Von den Bürgern Gotham Citys wird der Joker gefeiert. Im Knast dagegen wird er schikaniert.
(Foto: IMAGO/ZUMA Press)
Das ist besonders schade, weil Gagas und Phoenix' Chemie wirklich großartig funktioniert - vor allem in ihren dynamischen Gesangs- und Tanzszenen, die immer wieder zwischen Realität und Fantasie oszillieren. In ebendieser titelgebenden gemeinsamen psychotischen Störung bewegt sich der Film kunstvoll zwischen den Ebenen und schafft faszinierende visuelle und emotionale Momente. Joker und Harley Quinn, wie sie sich fortan nennt, sorgen in ihrer Traumwelt, in der sie für ein imaginäres Publikum performen, für eine fast hypnotische Atmosphäre und bringen eine ungewöhnliche, aber interessante Dimension in den Film.

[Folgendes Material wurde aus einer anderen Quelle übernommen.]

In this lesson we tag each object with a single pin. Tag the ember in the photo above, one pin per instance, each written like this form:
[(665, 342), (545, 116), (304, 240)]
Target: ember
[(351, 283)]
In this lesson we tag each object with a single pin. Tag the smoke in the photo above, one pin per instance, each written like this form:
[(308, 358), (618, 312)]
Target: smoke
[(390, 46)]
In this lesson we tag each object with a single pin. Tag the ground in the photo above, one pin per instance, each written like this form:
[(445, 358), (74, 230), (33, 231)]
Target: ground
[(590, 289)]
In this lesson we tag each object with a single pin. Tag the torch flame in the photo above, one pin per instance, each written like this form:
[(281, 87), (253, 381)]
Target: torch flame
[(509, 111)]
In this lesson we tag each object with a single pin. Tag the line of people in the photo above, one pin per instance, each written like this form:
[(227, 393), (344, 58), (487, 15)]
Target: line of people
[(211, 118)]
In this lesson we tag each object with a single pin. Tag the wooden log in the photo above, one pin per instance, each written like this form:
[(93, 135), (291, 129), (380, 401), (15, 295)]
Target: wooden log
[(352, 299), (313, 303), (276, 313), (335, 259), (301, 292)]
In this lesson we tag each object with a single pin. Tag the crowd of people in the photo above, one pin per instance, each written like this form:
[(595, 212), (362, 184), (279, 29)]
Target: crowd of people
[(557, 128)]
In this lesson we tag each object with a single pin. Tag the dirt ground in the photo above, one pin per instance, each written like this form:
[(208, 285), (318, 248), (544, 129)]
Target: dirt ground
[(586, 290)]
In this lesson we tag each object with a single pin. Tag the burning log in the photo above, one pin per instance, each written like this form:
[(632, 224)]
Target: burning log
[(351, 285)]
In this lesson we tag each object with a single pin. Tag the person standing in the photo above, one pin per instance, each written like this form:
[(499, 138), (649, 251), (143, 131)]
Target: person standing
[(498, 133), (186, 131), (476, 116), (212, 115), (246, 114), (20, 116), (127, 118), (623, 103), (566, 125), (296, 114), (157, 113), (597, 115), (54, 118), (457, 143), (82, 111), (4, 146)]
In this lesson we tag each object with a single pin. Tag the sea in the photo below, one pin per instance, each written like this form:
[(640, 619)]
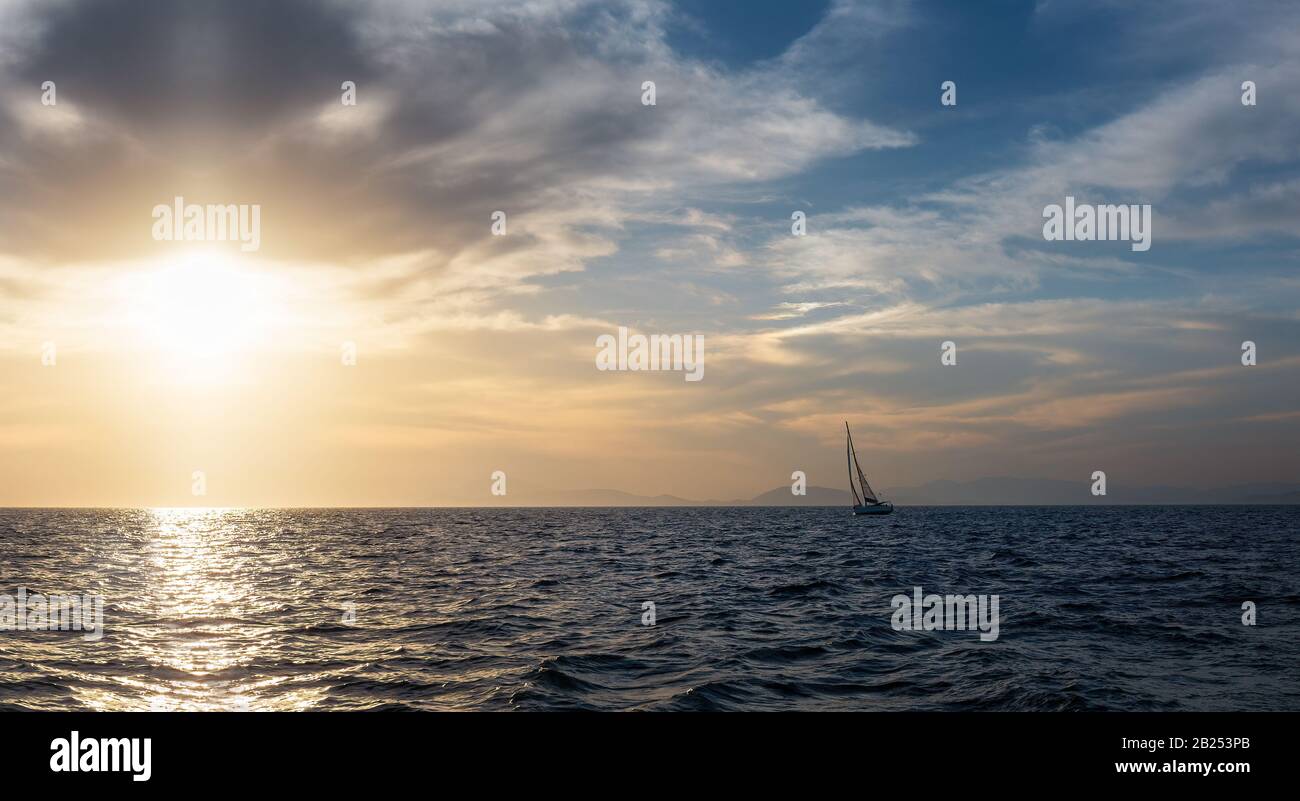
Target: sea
[(654, 609)]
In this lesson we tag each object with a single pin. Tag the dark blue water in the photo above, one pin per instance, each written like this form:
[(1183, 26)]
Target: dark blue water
[(757, 609)]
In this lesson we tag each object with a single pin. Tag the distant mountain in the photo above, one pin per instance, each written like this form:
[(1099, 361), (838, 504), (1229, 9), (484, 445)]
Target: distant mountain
[(1002, 490), (817, 496)]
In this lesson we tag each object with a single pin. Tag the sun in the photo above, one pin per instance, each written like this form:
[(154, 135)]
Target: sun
[(203, 307)]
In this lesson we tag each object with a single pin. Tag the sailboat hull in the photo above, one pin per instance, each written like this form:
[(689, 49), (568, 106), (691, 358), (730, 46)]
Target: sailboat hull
[(874, 509)]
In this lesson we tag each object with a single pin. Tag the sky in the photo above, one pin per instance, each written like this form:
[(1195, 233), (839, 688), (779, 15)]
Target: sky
[(129, 366)]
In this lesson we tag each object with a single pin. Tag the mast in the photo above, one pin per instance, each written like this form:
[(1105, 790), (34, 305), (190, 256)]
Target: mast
[(867, 494), (849, 454)]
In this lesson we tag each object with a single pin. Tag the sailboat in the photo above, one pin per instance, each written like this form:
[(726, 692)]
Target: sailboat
[(866, 503)]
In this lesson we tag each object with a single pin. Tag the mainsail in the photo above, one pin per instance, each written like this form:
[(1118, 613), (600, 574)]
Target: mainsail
[(867, 494)]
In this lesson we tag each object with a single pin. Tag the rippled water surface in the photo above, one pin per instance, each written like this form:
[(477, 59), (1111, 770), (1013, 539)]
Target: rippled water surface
[(757, 609)]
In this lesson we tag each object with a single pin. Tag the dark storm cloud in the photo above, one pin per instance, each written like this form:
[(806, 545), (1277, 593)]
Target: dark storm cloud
[(463, 109)]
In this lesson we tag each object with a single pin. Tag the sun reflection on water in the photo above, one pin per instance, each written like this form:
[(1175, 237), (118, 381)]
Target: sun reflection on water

Für Arthouse-Liebhaber mag die Kombination aus Psychodrama und surrealem Musical sowie der Fokus auf das Innere der Figuren in ihrer Traumwelt ein ästhetischer Hochgenuss sein - machen sie den Film doch zu einer außergewöhnlichen cineastischen Erfahrung. Und vermutlich wären ohne sie gemeinsame Szenen der Hauptdarsteller rar gewesen, schließlich sitzt der Joker im Gefängnis. Viel Raum für die Entfaltung einer Beziehung bietet dieser Umstand nicht. Doch die Entscheidung von Regisseur Phillips, einen Superstar wie Lady Gaga zu engagieren, nur um sie dann in den Hintergrund eines Gerichtssaals zu verbannen, bezeichnet das US-Portal "IndieWire" zu Recht als "viel krimineller als alles, was Arthur Fleck jemals in diesem Film macht".

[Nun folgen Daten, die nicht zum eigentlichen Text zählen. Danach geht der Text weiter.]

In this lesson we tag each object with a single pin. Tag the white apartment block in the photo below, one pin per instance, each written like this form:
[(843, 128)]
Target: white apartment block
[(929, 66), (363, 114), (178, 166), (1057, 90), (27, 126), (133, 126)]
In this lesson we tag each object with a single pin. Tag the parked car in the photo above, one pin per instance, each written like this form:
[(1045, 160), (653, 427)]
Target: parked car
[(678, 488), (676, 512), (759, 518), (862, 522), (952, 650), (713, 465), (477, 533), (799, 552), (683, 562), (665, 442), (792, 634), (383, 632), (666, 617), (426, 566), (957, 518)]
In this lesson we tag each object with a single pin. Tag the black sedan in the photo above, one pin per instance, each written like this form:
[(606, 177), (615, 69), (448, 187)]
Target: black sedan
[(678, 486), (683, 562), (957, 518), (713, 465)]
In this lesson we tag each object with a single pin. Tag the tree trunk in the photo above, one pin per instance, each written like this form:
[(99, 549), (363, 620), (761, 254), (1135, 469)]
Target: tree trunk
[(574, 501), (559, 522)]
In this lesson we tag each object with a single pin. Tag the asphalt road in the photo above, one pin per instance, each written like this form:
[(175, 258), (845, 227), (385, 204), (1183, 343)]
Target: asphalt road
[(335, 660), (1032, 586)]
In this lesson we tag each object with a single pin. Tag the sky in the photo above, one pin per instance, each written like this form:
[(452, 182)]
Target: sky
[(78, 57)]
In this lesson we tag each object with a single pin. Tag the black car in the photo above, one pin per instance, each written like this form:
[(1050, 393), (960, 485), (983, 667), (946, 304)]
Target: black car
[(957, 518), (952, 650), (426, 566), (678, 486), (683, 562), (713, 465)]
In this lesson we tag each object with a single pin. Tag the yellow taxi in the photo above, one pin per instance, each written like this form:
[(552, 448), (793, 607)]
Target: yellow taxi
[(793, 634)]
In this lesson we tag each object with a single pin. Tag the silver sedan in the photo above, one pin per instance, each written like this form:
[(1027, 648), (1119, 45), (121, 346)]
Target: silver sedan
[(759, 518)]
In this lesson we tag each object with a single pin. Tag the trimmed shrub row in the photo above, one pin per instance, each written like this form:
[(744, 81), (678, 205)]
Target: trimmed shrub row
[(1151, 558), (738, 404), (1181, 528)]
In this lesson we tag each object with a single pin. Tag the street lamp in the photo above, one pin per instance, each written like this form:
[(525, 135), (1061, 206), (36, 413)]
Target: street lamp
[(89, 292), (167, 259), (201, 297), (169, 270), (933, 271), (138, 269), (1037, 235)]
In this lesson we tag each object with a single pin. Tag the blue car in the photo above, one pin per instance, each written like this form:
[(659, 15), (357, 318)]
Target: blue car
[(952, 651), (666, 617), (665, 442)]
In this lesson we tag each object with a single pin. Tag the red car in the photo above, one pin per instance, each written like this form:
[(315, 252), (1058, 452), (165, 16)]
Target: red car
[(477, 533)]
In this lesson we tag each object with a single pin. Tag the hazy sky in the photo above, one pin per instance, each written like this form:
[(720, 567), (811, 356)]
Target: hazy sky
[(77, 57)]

Gemischte Reaktionen sind gewiss
Der Schwerpunkt auf der visuellen Ästhetik dieser Szenen nimmt der düsteren, destruktiven Geschichte allerdings auch viel von ihrer erzählerischen Wucht. Für Fans, die sich auf eine Fortsetzung des ersten Teils gefreut haben, könnte genau das ein Problem sein. Der Film verliert durch das häufige Abgleiten in die Fantasie seiner beiden Hauptdarsteller an Tempo und Spannung. Die ursprüngliche Anziehungskraft des ersten Films, der eine rohe und brutale Auseinandersetzung mit psychischen Erkrankungen und gesellschaftlicher Vernachlässigung bot, weicht hier einer fast opernhaften Inszenierung. Das bedeutet nicht, dass der Film keine gewalttätigen und düsteren Momente hat - sie sind da und wenn sie auftreten, sind sie intensiv. Doch wer erwartet hat, dass "Folie à Deux" den psychologischen Thriller-Pfad des ersten Teils weitergeht, wird wahrscheinlich enttäuscht werden. Stattdessen wird das Sequel zu einem hybriden Werk, das versucht, die Grenzen zwischen Thriller, Psychodrama und Musical zu sprengen.
Insgesamt bleibt "Joker: Folie à Deux" mutig und originell, was ihm zweifellos erneut durchwachsene Reaktionen bescheren wird. Er wagt es, Genres zu vermischen und radikale artistische Entscheidungen zu treffen. Für manche wird er als künstlerisches Meisterwerk gefeiert, für andere bleibt er ein kontroverser Film, der mehr Fragen aufwirft als beantwortet. "Joker: Folie à Deux" ist alles andere als konventionell und bietet ein Kinoerlebnis, das entweder begeistert oder verwirrt - aber sicherlich niemanden kaltlässt. Und das ist vielleicht das größte Kompliment, das man dem Film machen kann.
"Joker: Folie à Deux" läuft ab sofort in den Kinos.